RBI: Great news for bank clients—what was the main ruling made by the RBI?
Demand for bank fixed deposits never goes away. Many banks are now providing competitive interest rates on fixed-rate deposits. But it’s likely that these high interest rates won’t go down. Tomorrow is the Reserve Bank of India (RBI) Monetary Policy Committee meeting. It was discussed in this meeting that the RBI will keep the current favourable terms for foreign direct investment (FDI) intact, with the repo rate remaining at 6.5%. On Friday, June 7, 2024, RBI Governor Shaktikanta Das will make public the conclusions made by the Monetary Policy Committee (MPC).
Contents
* RBI’s June 7 decision?
The outcomes exceeded expectations, even in spite of pressures in certain economic areas. For the eighth week in a row, the central bank therefore plans to maintain the repo rate at 6.6%. Senior Economist and Executive Director of DBS Bank, Radhika Rao, told ‘Economic Times’ that the RBI is likely to stick with its current course given the robust economic performance, 8% GDP growth, above-target inflation, and uncertainties around the direction of the US Federal Reserve.
The recently reported inflation data, according to ICRA Chief Economist Aditi Nair, further validates the current state of solid economic development. High food inflation is still a worry even when core inflation has decreased. The central bank keeps an eye on how the monsoon affects food prices.

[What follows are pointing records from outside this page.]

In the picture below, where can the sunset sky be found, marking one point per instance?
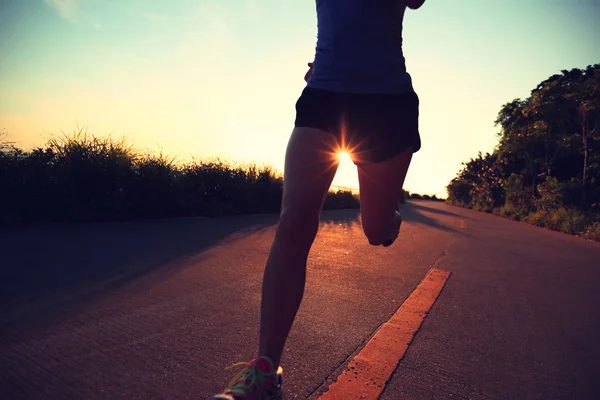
(220, 78)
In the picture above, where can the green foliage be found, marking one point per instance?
(592, 231)
(546, 167)
(82, 177)
(341, 199)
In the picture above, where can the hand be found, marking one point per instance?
(309, 73)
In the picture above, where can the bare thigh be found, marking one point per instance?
(310, 166)
(380, 190)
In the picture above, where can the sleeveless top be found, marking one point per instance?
(359, 47)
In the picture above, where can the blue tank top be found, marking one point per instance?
(359, 47)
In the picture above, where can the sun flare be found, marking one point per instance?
(344, 157)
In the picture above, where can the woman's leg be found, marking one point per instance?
(310, 166)
(380, 191)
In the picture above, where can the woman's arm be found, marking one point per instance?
(309, 73)
(414, 4)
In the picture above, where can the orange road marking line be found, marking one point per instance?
(366, 375)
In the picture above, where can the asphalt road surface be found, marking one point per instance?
(159, 309)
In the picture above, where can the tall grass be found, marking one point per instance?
(81, 177)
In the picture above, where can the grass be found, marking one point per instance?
(567, 220)
(81, 177)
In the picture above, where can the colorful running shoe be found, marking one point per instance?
(389, 242)
(257, 381)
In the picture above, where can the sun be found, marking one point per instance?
(344, 157)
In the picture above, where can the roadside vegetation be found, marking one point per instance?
(81, 177)
(546, 168)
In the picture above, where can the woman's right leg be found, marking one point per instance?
(310, 165)
(380, 191)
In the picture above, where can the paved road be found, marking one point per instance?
(158, 309)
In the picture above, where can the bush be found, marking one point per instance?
(592, 232)
(82, 177)
(569, 221)
(512, 212)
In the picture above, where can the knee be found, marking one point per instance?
(375, 236)
(378, 232)
(298, 224)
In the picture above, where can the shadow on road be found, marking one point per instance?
(63, 260)
(422, 207)
(414, 212)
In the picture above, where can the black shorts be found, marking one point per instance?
(372, 127)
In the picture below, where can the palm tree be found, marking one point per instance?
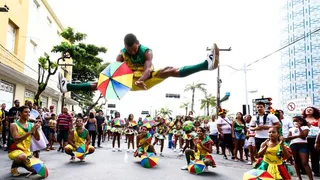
(192, 87)
(165, 112)
(185, 106)
(207, 102)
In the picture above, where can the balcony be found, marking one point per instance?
(11, 60)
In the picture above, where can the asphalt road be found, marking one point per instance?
(105, 164)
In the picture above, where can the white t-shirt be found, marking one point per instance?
(213, 127)
(225, 126)
(271, 119)
(286, 125)
(295, 132)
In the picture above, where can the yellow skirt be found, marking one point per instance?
(152, 81)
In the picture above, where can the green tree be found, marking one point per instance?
(165, 111)
(207, 102)
(185, 106)
(85, 59)
(193, 87)
(46, 68)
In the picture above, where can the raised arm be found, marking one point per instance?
(119, 57)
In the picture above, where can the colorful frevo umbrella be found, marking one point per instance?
(133, 123)
(115, 80)
(149, 160)
(148, 122)
(187, 126)
(196, 167)
(39, 167)
(257, 174)
(118, 122)
(82, 151)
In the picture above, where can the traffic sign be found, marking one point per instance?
(291, 106)
(296, 106)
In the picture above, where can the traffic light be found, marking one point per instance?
(266, 101)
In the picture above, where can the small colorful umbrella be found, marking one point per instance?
(187, 126)
(118, 122)
(39, 167)
(255, 174)
(196, 167)
(133, 123)
(115, 80)
(82, 151)
(149, 160)
(148, 122)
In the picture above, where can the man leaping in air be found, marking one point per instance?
(139, 60)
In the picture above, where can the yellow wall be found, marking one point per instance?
(18, 15)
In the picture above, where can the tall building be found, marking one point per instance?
(28, 30)
(300, 62)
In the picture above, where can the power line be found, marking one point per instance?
(293, 42)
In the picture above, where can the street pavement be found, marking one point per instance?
(105, 164)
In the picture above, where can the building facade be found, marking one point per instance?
(300, 62)
(31, 29)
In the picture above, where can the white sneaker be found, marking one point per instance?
(62, 83)
(213, 57)
(184, 167)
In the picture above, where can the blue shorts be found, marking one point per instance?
(239, 136)
(300, 148)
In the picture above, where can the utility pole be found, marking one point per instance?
(219, 81)
(64, 68)
(245, 87)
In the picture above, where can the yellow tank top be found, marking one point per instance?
(80, 139)
(271, 155)
(26, 143)
(200, 151)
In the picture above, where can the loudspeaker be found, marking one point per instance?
(244, 110)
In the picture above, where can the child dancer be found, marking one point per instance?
(160, 134)
(52, 131)
(274, 152)
(203, 150)
(299, 145)
(116, 132)
(130, 131)
(144, 142)
(178, 132)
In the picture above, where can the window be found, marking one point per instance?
(11, 37)
(32, 51)
(36, 4)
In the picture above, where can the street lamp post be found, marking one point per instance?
(245, 82)
(219, 81)
(245, 87)
(64, 68)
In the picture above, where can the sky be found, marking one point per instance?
(178, 32)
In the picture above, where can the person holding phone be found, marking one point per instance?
(21, 132)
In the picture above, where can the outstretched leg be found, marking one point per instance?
(210, 63)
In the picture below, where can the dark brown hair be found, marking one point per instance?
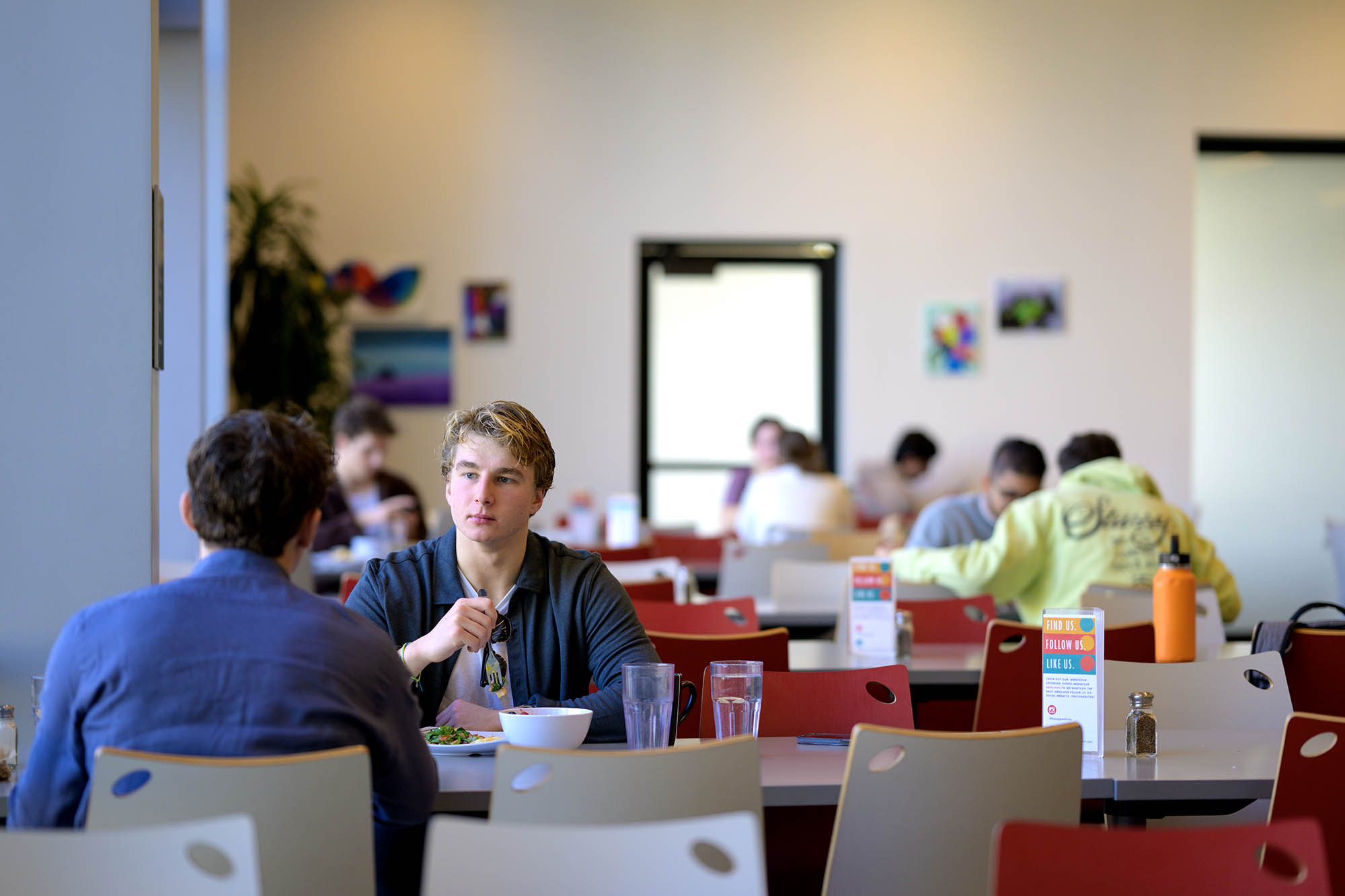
(255, 475)
(361, 415)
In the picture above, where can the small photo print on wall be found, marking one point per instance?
(404, 366)
(1031, 304)
(486, 310)
(953, 339)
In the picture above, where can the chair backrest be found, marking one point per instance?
(954, 620)
(1315, 667)
(809, 584)
(303, 803)
(617, 786)
(687, 548)
(1168, 861)
(212, 857)
(918, 809)
(1137, 604)
(1336, 541)
(711, 856)
(849, 542)
(654, 591)
(691, 654)
(653, 569)
(833, 701)
(1215, 693)
(736, 616)
(348, 584)
(746, 569)
(1312, 768)
(1011, 670)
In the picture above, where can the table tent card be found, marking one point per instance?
(872, 606)
(1073, 671)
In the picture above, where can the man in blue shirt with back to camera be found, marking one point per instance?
(235, 659)
(1016, 471)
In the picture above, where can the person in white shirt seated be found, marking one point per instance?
(793, 498)
(1016, 471)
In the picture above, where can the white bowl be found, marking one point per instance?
(549, 727)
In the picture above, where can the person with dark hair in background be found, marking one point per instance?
(367, 499)
(766, 455)
(1016, 471)
(235, 659)
(1106, 522)
(887, 489)
(793, 498)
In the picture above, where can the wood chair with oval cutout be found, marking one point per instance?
(1312, 778)
(302, 805)
(918, 809)
(210, 856)
(1011, 670)
(1174, 861)
(735, 616)
(610, 787)
(709, 856)
(692, 654)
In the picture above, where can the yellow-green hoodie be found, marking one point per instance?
(1105, 524)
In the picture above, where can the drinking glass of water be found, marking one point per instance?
(648, 696)
(736, 697)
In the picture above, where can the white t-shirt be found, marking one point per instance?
(787, 499)
(466, 681)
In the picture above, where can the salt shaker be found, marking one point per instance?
(906, 634)
(1141, 725)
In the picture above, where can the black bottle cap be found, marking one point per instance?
(1175, 557)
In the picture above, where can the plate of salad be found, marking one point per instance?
(447, 740)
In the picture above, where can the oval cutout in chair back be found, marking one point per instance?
(886, 759)
(531, 778)
(712, 857)
(1257, 678)
(131, 782)
(210, 860)
(1281, 864)
(1317, 744)
(880, 692)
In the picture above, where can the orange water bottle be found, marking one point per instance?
(1175, 608)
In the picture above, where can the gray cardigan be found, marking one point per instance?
(572, 623)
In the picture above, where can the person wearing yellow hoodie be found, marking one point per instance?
(1106, 522)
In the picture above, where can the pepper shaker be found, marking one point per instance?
(1141, 725)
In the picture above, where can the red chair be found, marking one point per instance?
(722, 618)
(652, 591)
(824, 702)
(1311, 783)
(956, 620)
(691, 654)
(1031, 858)
(689, 549)
(1011, 670)
(1315, 670)
(348, 584)
(621, 555)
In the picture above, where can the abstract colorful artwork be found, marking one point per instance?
(383, 292)
(953, 339)
(1031, 304)
(404, 366)
(486, 310)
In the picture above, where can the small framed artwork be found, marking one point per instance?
(953, 339)
(1031, 304)
(404, 366)
(486, 310)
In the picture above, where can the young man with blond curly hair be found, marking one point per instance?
(570, 620)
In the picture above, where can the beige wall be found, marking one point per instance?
(944, 143)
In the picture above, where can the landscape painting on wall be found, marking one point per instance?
(406, 366)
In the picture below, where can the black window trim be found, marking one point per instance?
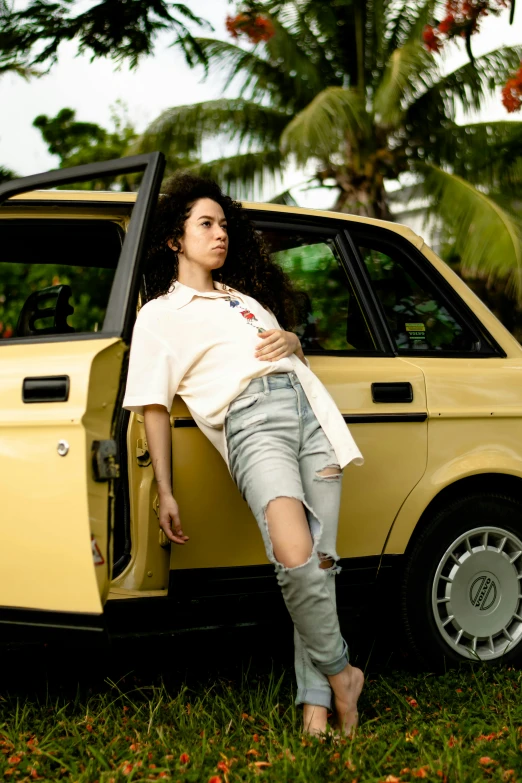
(434, 279)
(336, 229)
(119, 317)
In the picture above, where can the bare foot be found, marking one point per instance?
(347, 686)
(314, 719)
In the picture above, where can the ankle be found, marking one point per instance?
(314, 718)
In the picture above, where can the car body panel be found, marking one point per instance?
(472, 410)
(474, 427)
(51, 504)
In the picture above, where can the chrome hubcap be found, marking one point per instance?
(477, 593)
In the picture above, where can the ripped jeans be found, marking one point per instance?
(277, 448)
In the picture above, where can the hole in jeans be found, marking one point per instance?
(330, 473)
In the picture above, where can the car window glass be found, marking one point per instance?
(418, 316)
(332, 318)
(56, 275)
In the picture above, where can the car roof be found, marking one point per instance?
(111, 197)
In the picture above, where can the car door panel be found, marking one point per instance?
(56, 450)
(51, 504)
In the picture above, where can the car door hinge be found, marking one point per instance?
(105, 463)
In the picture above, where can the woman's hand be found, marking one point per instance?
(169, 519)
(276, 344)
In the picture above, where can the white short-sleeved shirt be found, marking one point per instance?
(201, 345)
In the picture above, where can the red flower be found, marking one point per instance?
(431, 40)
(256, 27)
(446, 25)
(512, 92)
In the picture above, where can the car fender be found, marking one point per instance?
(485, 459)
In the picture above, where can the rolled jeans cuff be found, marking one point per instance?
(315, 697)
(336, 666)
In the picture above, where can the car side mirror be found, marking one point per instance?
(51, 302)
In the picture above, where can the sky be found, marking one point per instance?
(160, 81)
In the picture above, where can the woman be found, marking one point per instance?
(246, 382)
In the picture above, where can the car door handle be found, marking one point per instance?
(392, 392)
(51, 388)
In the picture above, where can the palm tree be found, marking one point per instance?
(350, 88)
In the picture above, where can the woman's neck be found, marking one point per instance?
(197, 279)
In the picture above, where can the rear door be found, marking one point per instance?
(68, 286)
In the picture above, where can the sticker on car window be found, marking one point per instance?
(97, 556)
(416, 332)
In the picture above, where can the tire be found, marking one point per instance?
(461, 593)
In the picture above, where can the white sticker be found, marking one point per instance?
(96, 553)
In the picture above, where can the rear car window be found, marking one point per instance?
(56, 275)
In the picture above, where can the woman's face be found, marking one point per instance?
(205, 240)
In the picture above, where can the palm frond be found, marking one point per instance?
(484, 153)
(333, 117)
(243, 176)
(487, 236)
(299, 43)
(182, 129)
(277, 79)
(400, 82)
(405, 22)
(466, 86)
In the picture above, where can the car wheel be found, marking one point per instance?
(462, 584)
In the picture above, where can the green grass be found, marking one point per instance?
(463, 726)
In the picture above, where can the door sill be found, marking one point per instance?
(119, 593)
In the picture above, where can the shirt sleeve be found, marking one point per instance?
(153, 376)
(276, 325)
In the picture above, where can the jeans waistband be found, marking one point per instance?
(277, 380)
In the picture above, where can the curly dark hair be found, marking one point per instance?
(248, 266)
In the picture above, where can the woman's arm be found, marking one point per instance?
(157, 430)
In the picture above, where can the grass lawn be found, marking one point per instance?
(239, 724)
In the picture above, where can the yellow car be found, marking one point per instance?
(426, 377)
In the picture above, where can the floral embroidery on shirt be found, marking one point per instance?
(247, 315)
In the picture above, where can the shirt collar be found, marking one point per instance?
(182, 294)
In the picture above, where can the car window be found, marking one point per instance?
(332, 318)
(418, 315)
(56, 275)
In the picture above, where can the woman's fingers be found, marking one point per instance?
(171, 525)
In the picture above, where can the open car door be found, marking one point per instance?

The RBI Policy Preview Report indicates that the new government will probably unveil the budget the following month. The upcoming government budget will have an impact on future monetary policy, thus the RBI is also awaiting it. Future decisions made by the RBI will also be influenced by actions taken by the US Federal Reserve. Therefore, it is anticipated that the RBI will maintain its current position and retain the policy rate at the MPC meeting.
* Will FD rates stay high?
Fixed deposit rates are impacted by repo rates. According to Raghavendra Nath, MD of Lauderup Wealth Management, FD rates will stay steady for a few more months if the RBI keeps the present repo rate in place. It’s an excellent moment to invest in FDs, according to experts. The wisest course of action, according to Fisdom’s head of research Nirav Karkera, is to invest in long-term fixed deposits, which will provide higher rates for at least five years.
Will the RBI lower the repo rates?
Until the liquidity situation improves, banks are not expected to lower FD interest rates. Based on the present positions of the Federal Reserve and RBI, analysts predict that rate reductions will occur during the latter part of this fiscal year. When it comes to lowering FD rates, banks will wait for RBI guidance because the credit-to-deposit ratio is currently high. According to experts, the RBI would think about lowering MPC rates in the second part of the 2025 budget. The risks of food inflation and the outlook for US Federal Reserve policy will be clearer to the RBI by then.